Dispense de rapport de gestion et information des délais de paiement des fournisseurs et clients et des revenus distribués (L. 441-6-1, L. 232-1, 243 bis )

Question pratique : comment combiner la réforme qui dispense les petites entreprises d’établir un rapport de gestion (article L. 232-1, IV du code de commerce) avec l’obligation de présenter dans le rapport de gestion les délais de paiement des fournisseurs et des clients (articles L. 441-6-1 devenu L. 441-14 , D. 441-4 , A. 441-2 et annexe 4-1 du code de commerce) et le montant des revenus distribués (article 243 bis du code général des impôts).

Réponse : la Compagnie nationale des commissaires aux comptes a considéré que les informations sur les délais de paiement n’ont pas à être communiquées (étude juridique 2018-90 publiée le 10 mai 2019).
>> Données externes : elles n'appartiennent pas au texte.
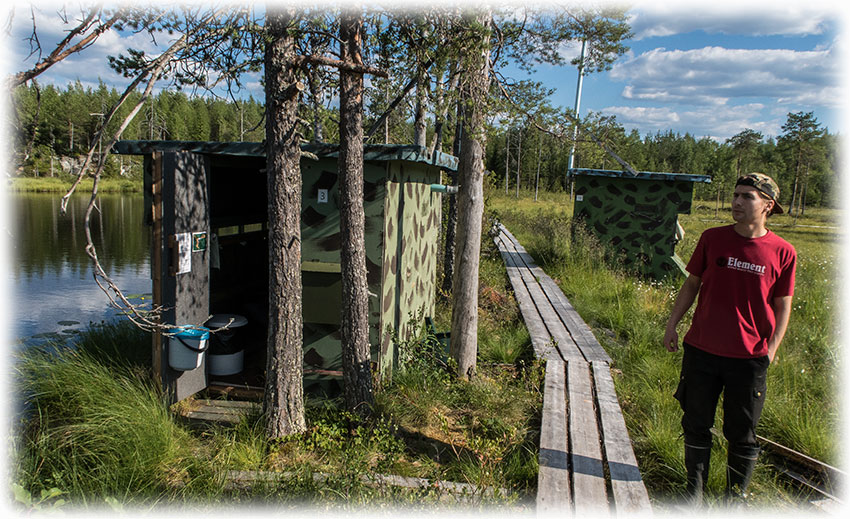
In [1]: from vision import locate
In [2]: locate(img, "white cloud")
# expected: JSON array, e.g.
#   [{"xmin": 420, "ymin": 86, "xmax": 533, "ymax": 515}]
[
  {"xmin": 601, "ymin": 103, "xmax": 785, "ymax": 141},
  {"xmin": 610, "ymin": 47, "xmax": 844, "ymax": 107},
  {"xmin": 629, "ymin": 0, "xmax": 843, "ymax": 40},
  {"xmin": 5, "ymin": 3, "xmax": 172, "ymax": 88}
]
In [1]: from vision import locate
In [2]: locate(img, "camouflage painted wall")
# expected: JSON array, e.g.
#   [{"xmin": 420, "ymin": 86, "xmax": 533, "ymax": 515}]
[
  {"xmin": 301, "ymin": 158, "xmax": 441, "ymax": 385},
  {"xmin": 573, "ymin": 174, "xmax": 706, "ymax": 279},
  {"xmin": 381, "ymin": 161, "xmax": 442, "ymax": 374}
]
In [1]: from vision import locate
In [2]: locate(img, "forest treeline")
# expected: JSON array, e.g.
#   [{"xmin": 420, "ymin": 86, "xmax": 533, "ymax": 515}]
[{"xmin": 9, "ymin": 82, "xmax": 841, "ymax": 210}]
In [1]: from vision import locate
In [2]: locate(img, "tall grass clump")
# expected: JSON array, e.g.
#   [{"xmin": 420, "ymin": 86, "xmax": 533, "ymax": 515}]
[
  {"xmin": 14, "ymin": 322, "xmax": 215, "ymax": 506},
  {"xmin": 484, "ymin": 189, "xmax": 842, "ymax": 507}
]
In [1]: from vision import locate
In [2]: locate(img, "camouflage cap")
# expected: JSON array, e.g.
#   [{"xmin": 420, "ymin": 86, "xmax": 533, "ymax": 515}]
[{"xmin": 735, "ymin": 173, "xmax": 785, "ymax": 214}]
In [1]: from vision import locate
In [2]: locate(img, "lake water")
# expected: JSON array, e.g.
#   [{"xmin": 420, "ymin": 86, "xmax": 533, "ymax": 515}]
[{"xmin": 4, "ymin": 193, "xmax": 151, "ymax": 343}]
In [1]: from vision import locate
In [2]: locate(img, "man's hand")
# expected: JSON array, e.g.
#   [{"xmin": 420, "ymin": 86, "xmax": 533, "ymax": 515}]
[{"xmin": 664, "ymin": 326, "xmax": 679, "ymax": 352}]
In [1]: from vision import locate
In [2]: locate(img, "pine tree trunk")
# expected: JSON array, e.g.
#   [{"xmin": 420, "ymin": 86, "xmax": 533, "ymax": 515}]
[
  {"xmin": 443, "ymin": 93, "xmax": 463, "ymax": 294},
  {"xmin": 451, "ymin": 13, "xmax": 490, "ymax": 378},
  {"xmin": 339, "ymin": 10, "xmax": 374, "ymax": 416},
  {"xmin": 263, "ymin": 9, "xmax": 306, "ymax": 439},
  {"xmin": 413, "ymin": 77, "xmax": 427, "ymax": 148}
]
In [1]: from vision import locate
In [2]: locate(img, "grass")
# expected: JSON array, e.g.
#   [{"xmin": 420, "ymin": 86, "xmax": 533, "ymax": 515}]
[
  {"xmin": 6, "ymin": 175, "xmax": 142, "ymax": 193},
  {"xmin": 13, "ymin": 277, "xmax": 542, "ymax": 510},
  {"xmin": 490, "ymin": 187, "xmax": 842, "ymax": 507},
  {"xmin": 12, "ymin": 186, "xmax": 841, "ymax": 511}
]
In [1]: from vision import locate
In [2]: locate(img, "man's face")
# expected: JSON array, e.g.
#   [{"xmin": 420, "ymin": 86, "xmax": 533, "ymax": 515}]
[{"xmin": 732, "ymin": 186, "xmax": 773, "ymax": 223}]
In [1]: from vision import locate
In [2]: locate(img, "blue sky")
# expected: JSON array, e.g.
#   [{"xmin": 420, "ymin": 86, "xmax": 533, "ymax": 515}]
[
  {"xmin": 6, "ymin": 0, "xmax": 847, "ymax": 140},
  {"xmin": 512, "ymin": 1, "xmax": 847, "ymax": 140}
]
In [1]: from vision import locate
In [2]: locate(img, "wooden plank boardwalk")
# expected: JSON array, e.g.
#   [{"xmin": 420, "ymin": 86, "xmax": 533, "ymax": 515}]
[{"xmin": 495, "ymin": 225, "xmax": 652, "ymax": 516}]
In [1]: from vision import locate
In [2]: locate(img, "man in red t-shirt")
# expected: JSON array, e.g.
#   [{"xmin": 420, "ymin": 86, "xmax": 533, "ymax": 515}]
[{"xmin": 664, "ymin": 173, "xmax": 797, "ymax": 502}]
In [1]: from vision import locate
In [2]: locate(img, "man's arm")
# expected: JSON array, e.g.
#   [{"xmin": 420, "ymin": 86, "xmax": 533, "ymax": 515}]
[
  {"xmin": 767, "ymin": 296, "xmax": 792, "ymax": 362},
  {"xmin": 664, "ymin": 274, "xmax": 702, "ymax": 351}
]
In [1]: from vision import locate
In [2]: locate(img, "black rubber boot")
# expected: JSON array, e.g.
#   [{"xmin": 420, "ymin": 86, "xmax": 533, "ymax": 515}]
[
  {"xmin": 726, "ymin": 447, "xmax": 759, "ymax": 504},
  {"xmin": 685, "ymin": 444, "xmax": 711, "ymax": 505}
]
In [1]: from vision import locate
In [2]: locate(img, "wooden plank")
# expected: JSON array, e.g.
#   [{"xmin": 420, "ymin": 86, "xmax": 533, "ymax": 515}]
[
  {"xmin": 537, "ymin": 359, "xmax": 571, "ymax": 514},
  {"xmin": 536, "ymin": 278, "xmax": 611, "ymax": 363},
  {"xmin": 496, "ymin": 233, "xmax": 584, "ymax": 360},
  {"xmin": 496, "ymin": 234, "xmax": 557, "ymax": 359},
  {"xmin": 567, "ymin": 360, "xmax": 610, "ymax": 517},
  {"xmin": 501, "ymin": 226, "xmax": 588, "ymax": 360},
  {"xmin": 592, "ymin": 362, "xmax": 652, "ymax": 516},
  {"xmin": 501, "ymin": 225, "xmax": 611, "ymax": 363},
  {"xmin": 151, "ymin": 152, "xmax": 165, "ymax": 389}
]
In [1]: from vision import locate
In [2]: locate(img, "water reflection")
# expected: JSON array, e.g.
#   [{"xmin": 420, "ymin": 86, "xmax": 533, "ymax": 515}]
[{"xmin": 8, "ymin": 194, "xmax": 151, "ymax": 340}]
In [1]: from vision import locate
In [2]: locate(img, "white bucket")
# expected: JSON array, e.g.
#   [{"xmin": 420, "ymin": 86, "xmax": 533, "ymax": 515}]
[{"xmin": 168, "ymin": 327, "xmax": 210, "ymax": 371}]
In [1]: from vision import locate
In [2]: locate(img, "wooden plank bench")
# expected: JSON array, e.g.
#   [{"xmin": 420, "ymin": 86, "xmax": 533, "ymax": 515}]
[{"xmin": 495, "ymin": 226, "xmax": 652, "ymax": 516}]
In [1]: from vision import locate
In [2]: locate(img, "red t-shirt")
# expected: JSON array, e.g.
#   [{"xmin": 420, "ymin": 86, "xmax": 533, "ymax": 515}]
[{"xmin": 684, "ymin": 225, "xmax": 797, "ymax": 358}]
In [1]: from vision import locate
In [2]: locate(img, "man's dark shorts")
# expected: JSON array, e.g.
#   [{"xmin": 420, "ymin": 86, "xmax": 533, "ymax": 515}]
[{"xmin": 674, "ymin": 344, "xmax": 770, "ymax": 454}]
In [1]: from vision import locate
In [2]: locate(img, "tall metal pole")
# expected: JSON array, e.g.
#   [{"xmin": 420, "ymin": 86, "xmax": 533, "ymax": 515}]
[{"xmin": 567, "ymin": 38, "xmax": 587, "ymax": 198}]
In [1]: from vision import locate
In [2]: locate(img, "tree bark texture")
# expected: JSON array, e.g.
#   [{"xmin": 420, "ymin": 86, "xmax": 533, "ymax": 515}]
[
  {"xmin": 263, "ymin": 8, "xmax": 306, "ymax": 438},
  {"xmin": 451, "ymin": 13, "xmax": 490, "ymax": 378},
  {"xmin": 443, "ymin": 93, "xmax": 463, "ymax": 295},
  {"xmin": 339, "ymin": 11, "xmax": 374, "ymax": 416}
]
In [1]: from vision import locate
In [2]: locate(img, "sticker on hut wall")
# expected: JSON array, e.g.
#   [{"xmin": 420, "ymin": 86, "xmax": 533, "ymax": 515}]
[
  {"xmin": 174, "ymin": 232, "xmax": 192, "ymax": 274},
  {"xmin": 192, "ymin": 232, "xmax": 207, "ymax": 252}
]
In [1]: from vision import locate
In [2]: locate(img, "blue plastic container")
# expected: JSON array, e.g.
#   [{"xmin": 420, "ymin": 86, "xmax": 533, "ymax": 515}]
[{"xmin": 168, "ymin": 326, "xmax": 210, "ymax": 371}]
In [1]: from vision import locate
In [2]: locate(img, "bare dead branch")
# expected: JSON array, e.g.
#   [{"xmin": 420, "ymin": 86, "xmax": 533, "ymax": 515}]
[{"xmin": 8, "ymin": 7, "xmax": 124, "ymax": 88}]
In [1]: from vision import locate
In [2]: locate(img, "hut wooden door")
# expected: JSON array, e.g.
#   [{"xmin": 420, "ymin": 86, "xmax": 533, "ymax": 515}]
[{"xmin": 149, "ymin": 152, "xmax": 210, "ymax": 402}]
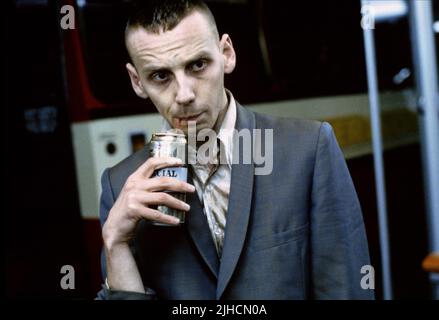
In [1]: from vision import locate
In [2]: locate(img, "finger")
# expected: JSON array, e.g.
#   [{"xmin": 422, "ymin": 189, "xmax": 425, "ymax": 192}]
[
  {"xmin": 134, "ymin": 157, "xmax": 183, "ymax": 178},
  {"xmin": 138, "ymin": 192, "xmax": 191, "ymax": 211},
  {"xmin": 138, "ymin": 207, "xmax": 180, "ymax": 225},
  {"xmin": 137, "ymin": 177, "xmax": 195, "ymax": 192}
]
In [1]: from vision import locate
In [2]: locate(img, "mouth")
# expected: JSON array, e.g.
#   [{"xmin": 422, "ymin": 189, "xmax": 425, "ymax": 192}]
[{"xmin": 175, "ymin": 112, "xmax": 202, "ymax": 127}]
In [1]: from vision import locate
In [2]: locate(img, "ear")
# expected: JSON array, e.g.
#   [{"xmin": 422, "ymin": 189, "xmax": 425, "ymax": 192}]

Pour notre part, nous avions considéré que, dans l’attente d’une position, il fallait, selon nous, établir pour l’obligation d’information des délais de paiement des fournisseurs et des clients, un document de présentation spécial aux actionnaires ou associés de la société. En revanche, il n’en irait pas de même pour la mention du montant des revenus qui ont été mis en distribution au cours des trois exercices précédents, cette mention devant figurer en tout état de cause dans les résolutions des actionnaires ou les décisions des associés ces derniers étant alors parfaitement informés.

Voir aussi notre article Les Assemblées (actionnaires, masse de porteurs d'obligations, OC, OCA, etc.) pendant l'état d'urgence sanitaire (Covid-19) et les règles de confinement (SARL, SA, SAS, etc.).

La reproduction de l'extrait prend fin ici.